– Pay equity has not been achieved yet. This is a crucial issue which will not be resolved by promoting the belief that “men conspire to keep women down by paying us less.” We will not achieve pay equity, in my opinion, until the male identification with professional realization and money-making is weakened and the female identification with them is strengthened to a point where they meet somewhere in a healthy intermediate point. (I can go into more detail in another post if people are not sure how this is supposed to work.)
– Gender discrimination in the workplace should stop. And it’s up to all of us to stop it. A man who believes that women should not be doctors, firefighters and soldiers are as much of an idiot as a woman who believes that men should not be massage therapists, secretaries, and daycare workers. There is nothing in anybody’s anatomy that makes one incapable of performing well in any job.
And the most important thing that, I believe, would help us resolve all of the above-mentioned issues:
Let’s stop fixating on genitals so much. As progressive and enlightened as we are, we still allow the biological sex (of others as well as of ourselves) to matter to us way too much. As long as we see the world in terms of men and women, men versus women, female interests against male interests, we will be stuck in this gendered universe that hurts all of us forever.
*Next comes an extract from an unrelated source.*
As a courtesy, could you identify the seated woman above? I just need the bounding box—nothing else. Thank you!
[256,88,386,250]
Just imagine the freedom we will all experience when people will read as little into the shape of our genitals as they do into the shape of our ears and the length of our toes.
Last week, in my Spanish 102 class, I handed out an exercises with pictures of people practicing different professions (we are studying the vocabulary of the workplace). Immediately, several students raised their hands.
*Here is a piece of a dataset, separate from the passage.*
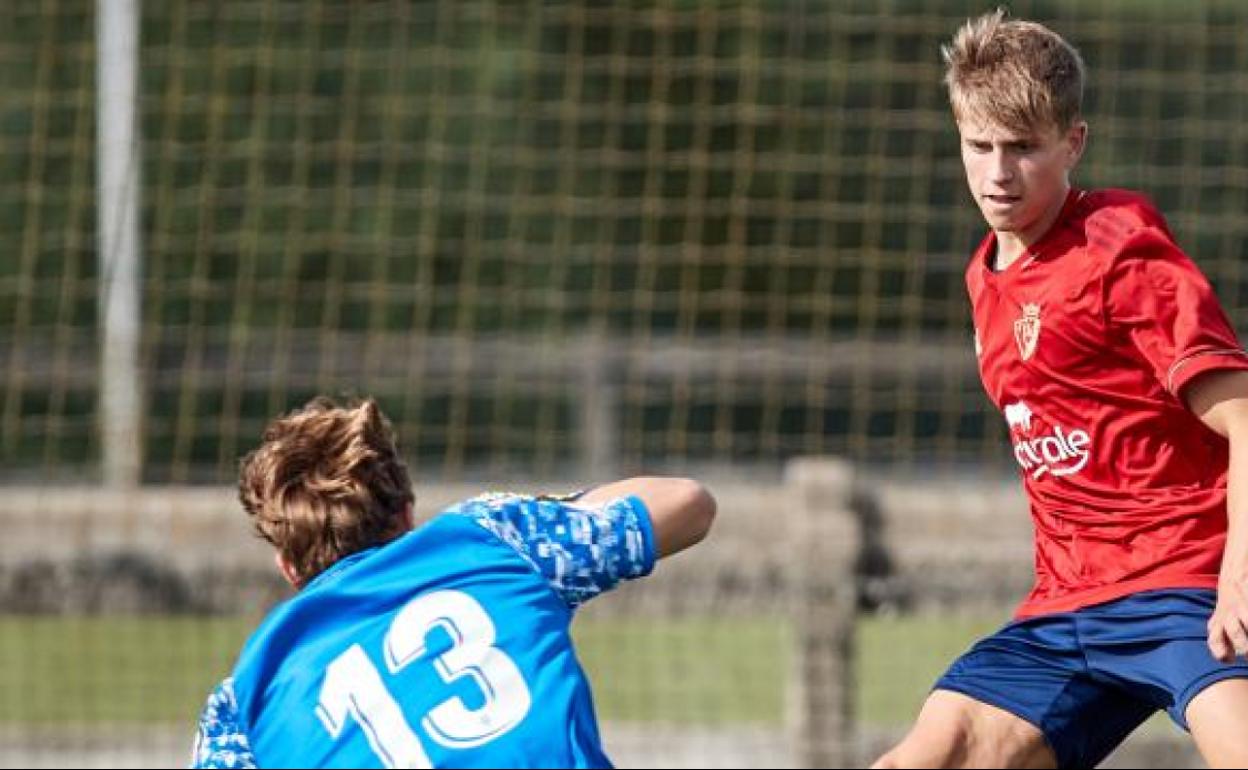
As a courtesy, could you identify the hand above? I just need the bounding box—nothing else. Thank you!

“There is a mistake in the handout,” they told me. “Here it says that this person is called Carlos and that doesn’t make sense.”
“Why not?” I asked.
“Well, he looks like a girl. And besides, this is an elementary school teacher, so it’s got to be a woman.”
I started getting hot behind my ears, especially because the students still don’t possess the kind of command of Spanish that would allow me to explain to them that it’s nobody’s flapping business how Carlos looks and what profession he chooses to practice. And also that we should not be policing anybody’s gender identity in a Spanish class or elsewhere.